Manifestantes antigoverno atacaram um escritório do Partido Comunista de Cuba na madrugada deste sábado (14) na cidade de Morón, no centro de Cuba. O episódio ocorreu em meio a uma onda crescente de insatisfação popular provocada pelos frequentes apagões e pela escassez de alimentos no país.

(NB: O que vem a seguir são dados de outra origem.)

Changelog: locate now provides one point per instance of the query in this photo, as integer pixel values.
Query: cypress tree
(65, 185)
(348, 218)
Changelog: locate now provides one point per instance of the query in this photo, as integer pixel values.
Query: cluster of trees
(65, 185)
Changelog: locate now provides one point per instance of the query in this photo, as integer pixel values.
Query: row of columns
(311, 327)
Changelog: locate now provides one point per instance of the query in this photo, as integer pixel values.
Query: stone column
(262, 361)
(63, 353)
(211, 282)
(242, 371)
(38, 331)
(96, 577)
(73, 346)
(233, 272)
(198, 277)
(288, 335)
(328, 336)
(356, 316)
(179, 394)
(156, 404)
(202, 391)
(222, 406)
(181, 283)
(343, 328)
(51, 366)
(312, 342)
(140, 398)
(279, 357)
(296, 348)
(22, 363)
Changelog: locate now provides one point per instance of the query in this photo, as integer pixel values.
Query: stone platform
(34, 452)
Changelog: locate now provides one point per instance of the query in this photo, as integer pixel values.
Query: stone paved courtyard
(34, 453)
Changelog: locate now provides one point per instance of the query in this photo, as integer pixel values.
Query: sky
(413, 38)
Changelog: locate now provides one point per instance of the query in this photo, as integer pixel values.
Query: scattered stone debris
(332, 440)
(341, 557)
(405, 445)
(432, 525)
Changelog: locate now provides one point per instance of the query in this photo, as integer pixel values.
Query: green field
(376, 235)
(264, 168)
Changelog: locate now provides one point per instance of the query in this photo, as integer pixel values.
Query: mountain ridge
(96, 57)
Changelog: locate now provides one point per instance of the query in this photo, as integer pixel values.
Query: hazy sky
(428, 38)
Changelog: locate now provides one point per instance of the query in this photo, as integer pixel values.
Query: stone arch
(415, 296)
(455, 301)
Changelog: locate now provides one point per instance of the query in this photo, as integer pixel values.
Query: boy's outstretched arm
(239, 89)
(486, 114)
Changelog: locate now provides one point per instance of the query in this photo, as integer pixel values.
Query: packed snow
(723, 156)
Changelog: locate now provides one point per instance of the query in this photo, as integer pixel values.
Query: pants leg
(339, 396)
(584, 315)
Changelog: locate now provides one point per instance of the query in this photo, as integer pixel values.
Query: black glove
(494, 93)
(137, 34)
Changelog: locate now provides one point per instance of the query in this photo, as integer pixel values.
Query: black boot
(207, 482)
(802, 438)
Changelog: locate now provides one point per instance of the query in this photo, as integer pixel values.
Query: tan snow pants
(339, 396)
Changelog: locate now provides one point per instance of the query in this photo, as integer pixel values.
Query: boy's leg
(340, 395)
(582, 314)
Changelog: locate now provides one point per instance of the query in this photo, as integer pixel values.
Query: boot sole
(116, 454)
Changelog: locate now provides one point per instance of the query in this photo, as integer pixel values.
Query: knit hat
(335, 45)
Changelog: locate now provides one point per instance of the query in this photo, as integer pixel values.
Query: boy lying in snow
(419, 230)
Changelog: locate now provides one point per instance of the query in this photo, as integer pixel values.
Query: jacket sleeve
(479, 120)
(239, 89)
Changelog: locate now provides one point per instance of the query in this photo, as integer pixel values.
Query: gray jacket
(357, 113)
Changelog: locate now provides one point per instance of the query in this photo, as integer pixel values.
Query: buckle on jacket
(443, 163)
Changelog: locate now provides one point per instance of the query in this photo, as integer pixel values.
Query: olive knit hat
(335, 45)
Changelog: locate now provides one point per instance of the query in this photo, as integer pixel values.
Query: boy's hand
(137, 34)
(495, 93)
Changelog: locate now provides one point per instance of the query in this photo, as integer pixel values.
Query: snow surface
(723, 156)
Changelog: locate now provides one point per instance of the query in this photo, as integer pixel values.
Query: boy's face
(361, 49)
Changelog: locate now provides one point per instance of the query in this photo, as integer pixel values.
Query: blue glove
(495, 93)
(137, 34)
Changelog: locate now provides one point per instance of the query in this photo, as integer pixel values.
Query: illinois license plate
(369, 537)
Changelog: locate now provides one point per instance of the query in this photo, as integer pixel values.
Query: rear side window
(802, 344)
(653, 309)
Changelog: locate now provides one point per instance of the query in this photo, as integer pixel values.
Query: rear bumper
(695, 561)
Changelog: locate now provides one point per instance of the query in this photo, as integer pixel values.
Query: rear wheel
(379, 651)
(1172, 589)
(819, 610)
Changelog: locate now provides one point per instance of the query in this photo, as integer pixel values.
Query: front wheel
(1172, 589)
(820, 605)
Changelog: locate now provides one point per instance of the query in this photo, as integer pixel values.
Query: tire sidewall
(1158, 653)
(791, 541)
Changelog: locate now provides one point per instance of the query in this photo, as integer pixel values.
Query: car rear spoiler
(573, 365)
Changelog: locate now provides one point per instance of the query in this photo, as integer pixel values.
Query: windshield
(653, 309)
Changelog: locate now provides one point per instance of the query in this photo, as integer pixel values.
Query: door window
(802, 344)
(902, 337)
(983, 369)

De acordo com o jornal estatal Invasor, a manifestação começou de forma pacífica ainda na noite de sexta-feira (13). Moradores da cidade se reuniram para protestar contra os constantes cortes de energia elétrica, que têm afetado diversas regiões da ilha e impactado o cotidiano da população.
Durante a madrugada, porém, o ato ganhou contornos violentos. Um grupo de manifestantes teria atacado o prédio ligado ao partido governista, quebrando janelas e provocando incêndio no local. Imagens divulgadas nas redes sociais mostram um grande foco de fogo e pessoas arremessando pedras contra o edifício enquanto gritos de “liberdade” eram ouvidos.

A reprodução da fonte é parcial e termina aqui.